O concelho de Vila Pouca de Aguiar vai acolher um projeto-piloto que tem como objetivo integrar refugiados e imigrantes e dar resposta à falta de mão-de-obra na indústria de extração e transformação de granito.

Este é um projeto para recruta de mão-de-obra que não existe na nossa região. Estamos a tentar cativar pessoas que queiram trabalhar e que se queiram integrar na sociedade”, afirmou Mauro Gonçalves, presidente da Associação dos Industriais do Granito (AIGRA).

Para operacionalizar este “projeto-piloto” foi dado esta sexta-feira um “primeiro passo” com uma reunião de trabalho que juntou a AIGRA, o município de Vila Pouca de Aguiar, as secretárias de Estado para a Integração e as Migrações e a da Valorização do Interior e o Alto Comissariado para as Migrações.

Mauro Gonçalves salientou que o setor do granito está a “crescer há três anos”, e que, depois de “uma estagnação devido à pandemia”, está a retomar os números de antes da Covid-19.

Essa mão-de-obra vem ajudar ao desenvolvimento das empresas”, frisou.

O responsável especificou que projeto está direcionado para “30 famílias”, perspetivando-se a vinda de cerca de “100 pessoas” para o concelho.

Mas, numa primeira fase, segundo Mauro Gonçalves, poderão chegar a Vila Pouca de Aguiar, no último trimestre deste ano, “seis famílias” de refugiados que estão a viver no Egito e na Turquia e são originários, maioritariamente, da Síria e Iraque.

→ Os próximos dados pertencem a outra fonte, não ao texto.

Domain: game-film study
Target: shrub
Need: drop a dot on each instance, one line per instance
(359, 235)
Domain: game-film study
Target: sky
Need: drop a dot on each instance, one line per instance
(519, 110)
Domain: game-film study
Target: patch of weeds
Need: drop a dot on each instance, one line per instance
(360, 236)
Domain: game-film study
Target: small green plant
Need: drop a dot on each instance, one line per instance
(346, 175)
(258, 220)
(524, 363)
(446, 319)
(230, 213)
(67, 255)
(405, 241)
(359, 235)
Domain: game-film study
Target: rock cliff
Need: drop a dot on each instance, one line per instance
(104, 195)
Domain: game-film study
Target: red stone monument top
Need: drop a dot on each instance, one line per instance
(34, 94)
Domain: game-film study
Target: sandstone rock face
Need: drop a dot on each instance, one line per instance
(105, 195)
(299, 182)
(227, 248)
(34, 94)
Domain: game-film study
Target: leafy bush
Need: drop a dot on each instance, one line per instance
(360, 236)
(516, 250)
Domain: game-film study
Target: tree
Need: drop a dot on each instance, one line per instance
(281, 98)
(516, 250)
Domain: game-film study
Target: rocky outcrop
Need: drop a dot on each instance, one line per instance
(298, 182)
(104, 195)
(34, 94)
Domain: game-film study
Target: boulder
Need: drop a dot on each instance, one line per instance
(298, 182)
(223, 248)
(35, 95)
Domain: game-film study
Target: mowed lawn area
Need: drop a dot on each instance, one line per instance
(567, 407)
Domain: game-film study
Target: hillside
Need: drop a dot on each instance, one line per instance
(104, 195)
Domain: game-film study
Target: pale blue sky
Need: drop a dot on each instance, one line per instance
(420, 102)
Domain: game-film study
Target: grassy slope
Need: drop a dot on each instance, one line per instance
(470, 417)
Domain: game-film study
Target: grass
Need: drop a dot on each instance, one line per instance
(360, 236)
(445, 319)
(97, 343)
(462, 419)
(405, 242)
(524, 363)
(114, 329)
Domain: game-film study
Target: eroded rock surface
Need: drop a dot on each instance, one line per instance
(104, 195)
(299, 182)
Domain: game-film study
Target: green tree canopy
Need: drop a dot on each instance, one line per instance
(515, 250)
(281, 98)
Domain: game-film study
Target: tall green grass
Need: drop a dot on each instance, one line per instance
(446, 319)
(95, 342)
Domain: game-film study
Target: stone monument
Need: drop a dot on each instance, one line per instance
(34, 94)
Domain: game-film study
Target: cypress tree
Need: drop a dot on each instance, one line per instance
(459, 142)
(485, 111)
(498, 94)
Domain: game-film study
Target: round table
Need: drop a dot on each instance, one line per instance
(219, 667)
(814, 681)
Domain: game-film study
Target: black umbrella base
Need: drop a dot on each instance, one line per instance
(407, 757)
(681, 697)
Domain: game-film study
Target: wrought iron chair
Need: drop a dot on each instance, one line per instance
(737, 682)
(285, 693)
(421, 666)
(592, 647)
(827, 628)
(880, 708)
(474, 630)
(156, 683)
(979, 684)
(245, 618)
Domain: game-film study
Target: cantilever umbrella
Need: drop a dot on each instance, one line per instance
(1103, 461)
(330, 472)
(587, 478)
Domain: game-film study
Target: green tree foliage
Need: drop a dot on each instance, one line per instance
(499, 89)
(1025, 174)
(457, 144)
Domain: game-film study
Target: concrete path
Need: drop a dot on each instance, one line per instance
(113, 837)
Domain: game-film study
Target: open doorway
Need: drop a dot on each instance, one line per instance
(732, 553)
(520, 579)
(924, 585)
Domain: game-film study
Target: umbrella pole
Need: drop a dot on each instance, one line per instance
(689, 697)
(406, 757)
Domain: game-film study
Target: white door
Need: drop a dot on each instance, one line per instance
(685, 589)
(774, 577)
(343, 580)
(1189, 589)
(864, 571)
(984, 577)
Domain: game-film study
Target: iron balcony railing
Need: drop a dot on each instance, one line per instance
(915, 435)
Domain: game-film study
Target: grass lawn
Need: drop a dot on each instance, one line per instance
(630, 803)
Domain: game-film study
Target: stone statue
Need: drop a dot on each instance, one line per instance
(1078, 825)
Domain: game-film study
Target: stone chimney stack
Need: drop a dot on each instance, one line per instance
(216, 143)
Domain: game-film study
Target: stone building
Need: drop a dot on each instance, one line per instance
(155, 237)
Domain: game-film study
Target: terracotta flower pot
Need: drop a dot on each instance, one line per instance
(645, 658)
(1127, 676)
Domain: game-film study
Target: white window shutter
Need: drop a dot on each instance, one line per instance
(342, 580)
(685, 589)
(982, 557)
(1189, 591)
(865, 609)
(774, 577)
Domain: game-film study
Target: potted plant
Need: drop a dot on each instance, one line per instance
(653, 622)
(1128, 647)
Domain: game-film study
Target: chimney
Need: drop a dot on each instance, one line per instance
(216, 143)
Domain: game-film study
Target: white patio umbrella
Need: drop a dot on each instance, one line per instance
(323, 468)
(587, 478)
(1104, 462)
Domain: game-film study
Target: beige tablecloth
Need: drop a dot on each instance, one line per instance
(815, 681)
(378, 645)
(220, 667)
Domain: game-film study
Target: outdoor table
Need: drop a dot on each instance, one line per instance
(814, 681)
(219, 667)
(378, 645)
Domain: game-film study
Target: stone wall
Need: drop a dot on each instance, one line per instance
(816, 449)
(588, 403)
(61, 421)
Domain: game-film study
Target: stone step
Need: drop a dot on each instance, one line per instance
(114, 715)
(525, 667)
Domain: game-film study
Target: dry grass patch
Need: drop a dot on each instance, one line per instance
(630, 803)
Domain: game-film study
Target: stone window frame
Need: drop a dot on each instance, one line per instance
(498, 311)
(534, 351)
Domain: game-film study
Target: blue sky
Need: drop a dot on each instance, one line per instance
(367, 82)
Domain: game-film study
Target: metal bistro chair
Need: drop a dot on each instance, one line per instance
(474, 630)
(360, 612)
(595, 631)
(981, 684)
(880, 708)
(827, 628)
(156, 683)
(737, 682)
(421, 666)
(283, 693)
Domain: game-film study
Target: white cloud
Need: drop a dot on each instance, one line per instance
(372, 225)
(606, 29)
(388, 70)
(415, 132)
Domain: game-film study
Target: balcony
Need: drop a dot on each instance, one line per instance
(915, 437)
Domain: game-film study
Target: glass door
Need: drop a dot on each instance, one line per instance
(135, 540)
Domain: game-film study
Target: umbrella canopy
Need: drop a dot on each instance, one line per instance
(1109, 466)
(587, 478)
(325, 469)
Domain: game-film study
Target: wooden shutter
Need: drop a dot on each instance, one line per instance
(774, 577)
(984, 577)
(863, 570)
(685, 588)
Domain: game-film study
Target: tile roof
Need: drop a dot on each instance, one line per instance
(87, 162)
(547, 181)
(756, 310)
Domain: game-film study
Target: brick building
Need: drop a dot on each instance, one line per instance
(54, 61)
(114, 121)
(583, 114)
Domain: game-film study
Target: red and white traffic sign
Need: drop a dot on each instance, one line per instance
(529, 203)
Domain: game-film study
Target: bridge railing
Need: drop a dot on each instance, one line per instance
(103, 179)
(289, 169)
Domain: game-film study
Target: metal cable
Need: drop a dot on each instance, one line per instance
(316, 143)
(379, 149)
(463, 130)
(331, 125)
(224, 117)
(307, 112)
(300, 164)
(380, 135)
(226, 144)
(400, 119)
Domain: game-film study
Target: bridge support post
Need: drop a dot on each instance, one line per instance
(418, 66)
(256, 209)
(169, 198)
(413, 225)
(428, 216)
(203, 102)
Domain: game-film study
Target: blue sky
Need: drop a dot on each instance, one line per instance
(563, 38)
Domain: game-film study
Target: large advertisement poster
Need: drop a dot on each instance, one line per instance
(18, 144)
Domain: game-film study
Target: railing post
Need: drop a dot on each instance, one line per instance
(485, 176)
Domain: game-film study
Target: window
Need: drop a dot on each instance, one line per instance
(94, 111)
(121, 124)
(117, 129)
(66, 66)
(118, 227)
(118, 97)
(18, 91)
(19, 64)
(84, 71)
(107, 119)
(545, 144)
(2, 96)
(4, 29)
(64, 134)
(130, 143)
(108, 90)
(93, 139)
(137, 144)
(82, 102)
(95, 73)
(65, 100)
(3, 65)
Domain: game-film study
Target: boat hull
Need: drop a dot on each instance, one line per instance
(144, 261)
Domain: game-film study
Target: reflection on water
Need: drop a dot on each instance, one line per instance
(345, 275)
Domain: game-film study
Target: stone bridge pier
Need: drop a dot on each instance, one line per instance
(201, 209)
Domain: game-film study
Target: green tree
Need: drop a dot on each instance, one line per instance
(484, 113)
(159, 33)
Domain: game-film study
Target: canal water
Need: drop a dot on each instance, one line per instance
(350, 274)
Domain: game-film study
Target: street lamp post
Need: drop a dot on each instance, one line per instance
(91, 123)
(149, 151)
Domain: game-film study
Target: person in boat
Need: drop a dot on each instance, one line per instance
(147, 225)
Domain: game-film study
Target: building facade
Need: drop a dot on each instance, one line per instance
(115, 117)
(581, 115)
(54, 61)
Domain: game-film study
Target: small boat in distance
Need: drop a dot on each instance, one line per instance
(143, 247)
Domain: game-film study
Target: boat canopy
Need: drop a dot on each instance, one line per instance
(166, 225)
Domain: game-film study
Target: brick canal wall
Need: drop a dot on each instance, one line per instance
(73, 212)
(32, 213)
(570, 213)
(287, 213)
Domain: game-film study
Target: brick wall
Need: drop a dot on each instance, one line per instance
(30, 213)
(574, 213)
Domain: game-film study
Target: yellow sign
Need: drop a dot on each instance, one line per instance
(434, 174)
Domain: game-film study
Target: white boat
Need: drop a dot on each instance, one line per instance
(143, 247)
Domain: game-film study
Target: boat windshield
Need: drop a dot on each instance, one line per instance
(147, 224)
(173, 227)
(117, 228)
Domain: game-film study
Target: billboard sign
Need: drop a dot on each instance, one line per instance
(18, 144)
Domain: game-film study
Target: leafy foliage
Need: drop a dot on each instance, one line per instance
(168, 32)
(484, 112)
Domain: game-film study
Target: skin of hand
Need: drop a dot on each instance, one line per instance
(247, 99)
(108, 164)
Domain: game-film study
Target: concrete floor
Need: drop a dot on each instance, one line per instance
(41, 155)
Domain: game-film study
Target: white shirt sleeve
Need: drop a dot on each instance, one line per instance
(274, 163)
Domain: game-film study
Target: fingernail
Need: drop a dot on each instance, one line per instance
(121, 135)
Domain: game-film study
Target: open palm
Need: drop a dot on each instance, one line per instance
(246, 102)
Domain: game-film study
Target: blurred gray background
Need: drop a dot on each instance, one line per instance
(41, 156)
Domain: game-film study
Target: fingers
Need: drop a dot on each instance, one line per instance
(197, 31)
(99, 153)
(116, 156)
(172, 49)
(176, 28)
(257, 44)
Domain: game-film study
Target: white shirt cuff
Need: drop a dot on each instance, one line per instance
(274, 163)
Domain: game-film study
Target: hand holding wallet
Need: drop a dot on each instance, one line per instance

Mas também, referiu, poderão vir da Venezuela.

As secretárias de Estado foram esta sexta-feira ao terreno visitar a pedreira da empresa Oliveira Rodrigues, em Pedras Salgadas.

À margem da visita, a secretária de Estado para a Integração e as Migrações, Cláudia Pereira, disse que está a ser desenvolvida uma “estratégia integrada” e especificou que está a ser trabalhado um “pacote de incentivos para a inserção” das famílias, que passa, para além da oportunidade de emprego, pela integração das crianças nas escolas, nas atividades de tempos livres e formação profissional para os cônjuges.

A Secretaria de Estado, através do Alto Comissariado para as Migrações, vai ajudar a fazer a articulação entre os imigrantes ou refugiados, que demonstrem vontade neste tipo de trabalho, o município e as empresas.

As pessoas que se estão a mostrar interessadas estamos a fazer a articulação com a autarquia numa perspetiva integrada, com aprendizagem da língua portuguesa, com inserção de crianças nas escolas para ser realmente integração e fazerem parte da sociedade e fixarem-se de forma permanente”, salientou Cláudia Pereira.

O presidente da Câmara de Vila Pouca de Aguiar, Alberto Machado, acrescentou que a autarquia “vai fazer a ponte” entre os industriais do granito e as “possibilidades de acolhimento de refugiados”, com a parceria do Governo.

É óbvio que todas as pessoas que acolhermos temos que acolher de uma forma de dignificação da pessoa humana e, por isso, temos o Alto Comissariado aqui presente para acordarmos todos os termos para que o possamos fazer com essa dignidade”, frisou.

Por sua vez, a secretária de Estado da Valorização do Interior, Isabel Ferreira, destacou a diversidade de programas que estão em curso para apoio à contração, nomeadamente para os territórios do Interior, e que podem ser “para cidadãos portugueses, mas também para imigrantes e refugiados”.

Este trabalho em articulação com minha colega de Governo é muito importante para que se possa ter realmente uma solução integrada quer do ponto de vista da disponibilização de mão de obra, quer da integração social destas pessoas que são muito importantes para resolver a questão do desafio demográfico em Portugal”, salientou a governante.

O presidente da AIGRA disse creditar que, “no futuro, outros concelhos e também outros setores da economia aproveitarão esta ideia e aproveitarão estas pessoas para também eles crescerem”.

Mauro Gonçalves disse que a nível do distrito de Vila Real há cerca de 800 pessoas a trabalhar no setor do granito, dispersas por 62 empresas ligadas à industria extrativa e transformadora.

A faturação anual é de “50 milhões de euros anuais”, dos quais 50% são referentes à exportações.